Nigerian Shia leader granted bail for medical care in India
A Nigerian court on Monday granted bail to a detained Shiia leader, whose case has sparked bloody protests, so that he can fly to India for medical care, his lawyer said.
Ibrahim Zakzaky, the founder of the outlawed pro-Iranian Islamic Movement in Nigeria (IMN), has been in detention along with his wife Zeenah Ibrahim since their arrest in December 2015.
"The judge has ordered that Zakzaky be flown to India for proper medical attention," Femi Falana told AFP.
A member of the defence team said his wife was also allowed abroad for treatment.
The ruling could help defuse spiralling tensions with the group after the government banned it late last month on "terrorism" grounds after a spate of deadly clashes.
But the authorities have already ignored previous court orders to release Zakzaky.
Prosecutors told AFP officials were studying the latest decision to see whether to appeal.
Falana said the Shia leader and his wife did not attend Monday's hearing in the northern city of Kaduna because of their poor health.
"They were too sick to be physically present in court," Falana told AFP, adding that necessary legal documents would have to be signed before they could be released.

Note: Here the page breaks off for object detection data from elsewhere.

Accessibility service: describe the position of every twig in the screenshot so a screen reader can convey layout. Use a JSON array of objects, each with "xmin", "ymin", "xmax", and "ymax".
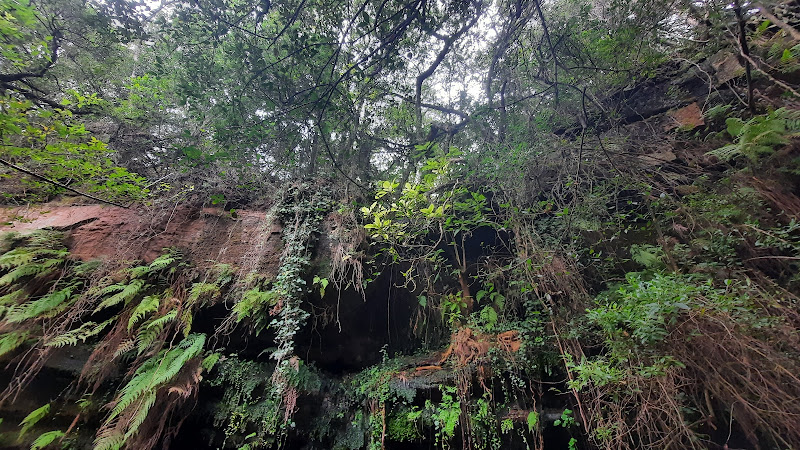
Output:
[
  {"xmin": 753, "ymin": 3, "xmax": 800, "ymax": 41},
  {"xmin": 0, "ymin": 159, "xmax": 130, "ymax": 209}
]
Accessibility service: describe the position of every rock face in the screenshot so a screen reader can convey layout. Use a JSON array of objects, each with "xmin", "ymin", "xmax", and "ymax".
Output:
[{"xmin": 0, "ymin": 204, "xmax": 283, "ymax": 274}]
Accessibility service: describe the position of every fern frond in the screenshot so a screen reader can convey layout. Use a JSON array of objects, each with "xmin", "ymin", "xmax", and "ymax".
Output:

Zakzaky, who is believed to be aged in his mid-sixties, was arrested in 2015 after violence that rights groups say saw the army kill some 350 of his followers and bury many in mass graves.
Supporters have been holding almost daily protests in the capital Abuja pushing for his release amid fears over his deteriorating health.
At least eight people, including six protesters, a senior police officer and a trainee journalist, were killed during protests on 22 July.
Zakzaky's lawyers say he has lost the sight in one eye and was on the verge of going blind in the other, while he had some bullet fragments lodged in his body from the 2015 crackdown.
A court in 2016 ordered Zakzaky and his wife released - but the authorities refused and filed charges against him including homicide.
Zakzaky and the IMN, which was founded as a student group in the 1970s, have been at loggerheads with the government for years because of his call for an Iranian-style Islamic revolution in Nigeria.
The IMN, which emerged as a student movement in the late 1970s, has close ties with Shia Iran.
The group has faced hostility in Nigeria, especially in the predominantly Sunni Muslim north of the country, where religious elites are allied with Saudi Arabia.